Le 18 avril, la Première branche du Tribunal révolutionnaire d’Ispahan a tenu un nouveau procès afin de juger Toomaj Salehi, visé par de nouvelles accusations comme l’a indiqué son avocat Amir Raeesian ; le tribunal a finalement reconnu Salehi coupable, et l'a condamné à mort sur la base de l'accusation de « corruption sur Terre ». Raeesian a affirmé que cette décision comportait d'importantes erreurs juridiques, dont certaines en contradiction avec le verdict de la Cour suprême. Il a ajouté qu'il ferait appel du nouveau verdict.
Human Rights Watch s'oppose à la peine de mort en toutes circonstance, en raison de son caractère intrinsèquement cruel et irréversible.
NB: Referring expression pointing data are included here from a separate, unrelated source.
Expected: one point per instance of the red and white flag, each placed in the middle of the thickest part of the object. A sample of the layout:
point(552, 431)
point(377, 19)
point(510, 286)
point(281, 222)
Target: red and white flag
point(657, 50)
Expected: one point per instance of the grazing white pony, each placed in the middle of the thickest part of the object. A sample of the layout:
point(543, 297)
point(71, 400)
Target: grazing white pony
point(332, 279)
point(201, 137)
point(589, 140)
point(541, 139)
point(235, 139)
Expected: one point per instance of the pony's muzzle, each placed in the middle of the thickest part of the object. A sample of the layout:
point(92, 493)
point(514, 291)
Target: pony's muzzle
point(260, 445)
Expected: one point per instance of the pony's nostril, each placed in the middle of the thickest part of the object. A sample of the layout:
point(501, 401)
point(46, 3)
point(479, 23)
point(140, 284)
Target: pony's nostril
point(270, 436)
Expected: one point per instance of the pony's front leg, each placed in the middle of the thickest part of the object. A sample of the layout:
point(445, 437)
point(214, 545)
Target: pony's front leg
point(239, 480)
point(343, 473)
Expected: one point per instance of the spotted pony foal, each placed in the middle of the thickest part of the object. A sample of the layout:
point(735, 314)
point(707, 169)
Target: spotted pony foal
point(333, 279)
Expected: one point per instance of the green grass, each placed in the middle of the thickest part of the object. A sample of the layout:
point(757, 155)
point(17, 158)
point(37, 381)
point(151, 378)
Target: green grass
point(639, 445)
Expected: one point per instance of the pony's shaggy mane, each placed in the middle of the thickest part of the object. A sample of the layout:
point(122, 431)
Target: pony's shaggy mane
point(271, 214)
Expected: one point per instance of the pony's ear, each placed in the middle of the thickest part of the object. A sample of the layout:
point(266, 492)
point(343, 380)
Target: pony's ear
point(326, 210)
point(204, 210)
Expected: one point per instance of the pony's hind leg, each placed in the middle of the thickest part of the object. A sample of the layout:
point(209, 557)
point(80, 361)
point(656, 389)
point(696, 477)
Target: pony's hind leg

Suite au début de la répression des manifestations, les autorités judiciaires iraniennes ont considérablement accru le recours à des accusations liées a la sécurité nationale et vaguement définies contre des manifestants ; certaines accusations, y compris pour destruction de biens publics, sont passibles de la peine de mortÀ l'issue de procès manifestement inéquitables au cours desquels de nombreux accusés n'ont pas eu accès à un avocat de leur choix, les autorités ont prononcé 25 condamnations à mort en lien avec les manifestations. Au mois d’avril 2024, le gouvernement avait déjà exécuté huit personnes condamnées dans le cadre des manifestations. La Cour suprême a annulé 11 autres condamnations à mort.
Parmi les personnes arrêtées lors des manifestations figurait un autre rappeur iranien (d’origine kurde), Saman Seyedi, connu sous le nom de « Yasin ». Il a été condamné à mort pour « hostilité contre l’État » et pour « possession d’armes et complot visant à menacer la sécurité nationale », mais la Cour suprême a annulé la peine. Le 21 avril, HRANA a rapporté que la 15e chambre du tribunal révolutionnaire de Téhéran avait condamné Seyedi à cinq ans de prison.
« Le gouvernement iranien a fait des tribunaux inéquitables la pierre angulaire de sa répression brutale de la dissidence populaire », a observé Tara Sepehri Far.